Antigua and Barbuda runs at UTC-4, permanently. Atlantic Standard Time, no daylight saving adjustment. The IANA identifier is America/Antigua. The clock here moves only in one direction, which is forward, and it does so at the same rate year-round.
This is entirely typical for the northeastern Caribbean.
Small islands, steady clocks
Most of the Lesser Antilles, the arc of small islands curving from Puerto Rico down toward Trinidad, use UTC-4 with no daylight saving. At roughly 17°N latitude, the seasonal daylight variation in Antigua is mild enough that shifting clocks twice a year would save very little energy and cause considerable confusion among tourists who flew in from places where the clocks do move.
Antigua has 365 beaches (one per day of the year, the tourist brochures say, though the actual count varies by how generously you define “beach”). Beach tourism is the economic backbone. A country whose primary industry involves people on holiday does not benefit from temporal complexity.
English Harbour and Nelson’s Dockyard
Antigua was a significant British naval base from the 17th through 19th centuries. English Harbour, on the island’s south coast, was the main Royal Navy facility for the eastern Caribbean. Horatio Nelson served here from 1784 to 1787 as a young captain, an unhappy posting by his own account (the climate disagreed with him, and he clashed repeatedly with local merchants). The restored dockyard, now a UNESCO World Heritage Site, still bears his name.
In Nelson’s time, ships kept time by chronometer, a technology that was transforming ocean navigation in exactly that period. John Harrison’s marine chronometer, developed through the mid-18th century to solve the longitude problem, meant ships could carry accurate Greenwich time and determine their position by comparing it to local solar time. Nelson’s ships in English Harbour were among the first generation of vessels navigating by this method.

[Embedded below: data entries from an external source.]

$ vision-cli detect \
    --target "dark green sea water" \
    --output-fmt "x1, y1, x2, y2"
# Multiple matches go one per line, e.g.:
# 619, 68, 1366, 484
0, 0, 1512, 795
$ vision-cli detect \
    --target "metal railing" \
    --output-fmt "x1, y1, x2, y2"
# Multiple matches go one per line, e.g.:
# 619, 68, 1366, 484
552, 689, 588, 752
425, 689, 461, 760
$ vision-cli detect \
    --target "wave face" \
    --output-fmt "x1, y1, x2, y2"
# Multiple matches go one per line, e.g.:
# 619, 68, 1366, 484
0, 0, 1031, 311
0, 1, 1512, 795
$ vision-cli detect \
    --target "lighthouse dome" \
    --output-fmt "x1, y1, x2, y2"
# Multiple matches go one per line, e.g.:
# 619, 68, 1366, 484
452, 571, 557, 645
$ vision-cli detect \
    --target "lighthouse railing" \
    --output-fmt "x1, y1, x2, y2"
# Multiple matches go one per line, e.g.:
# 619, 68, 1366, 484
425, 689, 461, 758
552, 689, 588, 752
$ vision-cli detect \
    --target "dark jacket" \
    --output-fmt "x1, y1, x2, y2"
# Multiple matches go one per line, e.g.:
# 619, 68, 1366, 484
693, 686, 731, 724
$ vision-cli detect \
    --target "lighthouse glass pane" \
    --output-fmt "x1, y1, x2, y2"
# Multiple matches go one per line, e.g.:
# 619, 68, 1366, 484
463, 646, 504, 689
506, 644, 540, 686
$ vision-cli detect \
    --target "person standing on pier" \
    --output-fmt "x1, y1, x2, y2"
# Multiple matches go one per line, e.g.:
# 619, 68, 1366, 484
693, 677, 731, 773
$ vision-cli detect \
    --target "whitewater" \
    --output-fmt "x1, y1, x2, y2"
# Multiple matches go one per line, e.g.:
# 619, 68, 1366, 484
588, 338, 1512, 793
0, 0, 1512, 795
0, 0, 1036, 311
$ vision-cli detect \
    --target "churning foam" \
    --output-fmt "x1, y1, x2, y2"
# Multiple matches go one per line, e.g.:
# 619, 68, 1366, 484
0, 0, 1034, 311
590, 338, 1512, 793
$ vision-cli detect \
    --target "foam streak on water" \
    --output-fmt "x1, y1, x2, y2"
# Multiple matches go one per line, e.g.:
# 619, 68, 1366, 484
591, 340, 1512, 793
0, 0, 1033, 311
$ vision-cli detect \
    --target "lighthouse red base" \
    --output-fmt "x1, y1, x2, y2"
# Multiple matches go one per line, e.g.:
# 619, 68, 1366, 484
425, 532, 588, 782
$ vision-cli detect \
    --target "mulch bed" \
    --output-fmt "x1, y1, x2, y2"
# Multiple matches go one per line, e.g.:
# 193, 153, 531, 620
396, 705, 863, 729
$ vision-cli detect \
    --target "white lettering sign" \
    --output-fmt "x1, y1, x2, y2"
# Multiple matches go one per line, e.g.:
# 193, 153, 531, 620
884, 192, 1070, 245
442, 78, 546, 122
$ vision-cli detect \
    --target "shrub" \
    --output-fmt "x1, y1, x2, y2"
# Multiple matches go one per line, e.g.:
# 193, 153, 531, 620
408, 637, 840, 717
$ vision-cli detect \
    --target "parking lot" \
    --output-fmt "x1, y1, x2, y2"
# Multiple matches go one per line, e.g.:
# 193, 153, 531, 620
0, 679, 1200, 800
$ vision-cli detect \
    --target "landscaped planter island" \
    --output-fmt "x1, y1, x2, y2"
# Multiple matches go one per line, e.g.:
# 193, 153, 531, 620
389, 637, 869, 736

The timezone didn’t exist as a concept then, but the problem it would eventually solve: how do you synchronize time across distance, whether across an ocean or between a ship and a shore station, was being worked out in real time in these waters.
Cricket and the clock
Cricket is the soul of Antigua. The Sir Vivian Richards Stadium, named after Antigua’s most famous son, hosts international test matches. Test cricket runs for up to five days, sessions of two hours each, with breaks for lunch and tea. The game has its own internal clock, completely indifferent to UTC offsets.
Viv Richards, arguably the most destructive batsman in cricket history, made his home ground Antigua’s Recreation Ground (the old one, before the stadium) into a place where opposing bowlers felt time compress unpleasantly. A Richards innings could make an afternoon feel like five minutes. Or five years. Depending on which team you supported.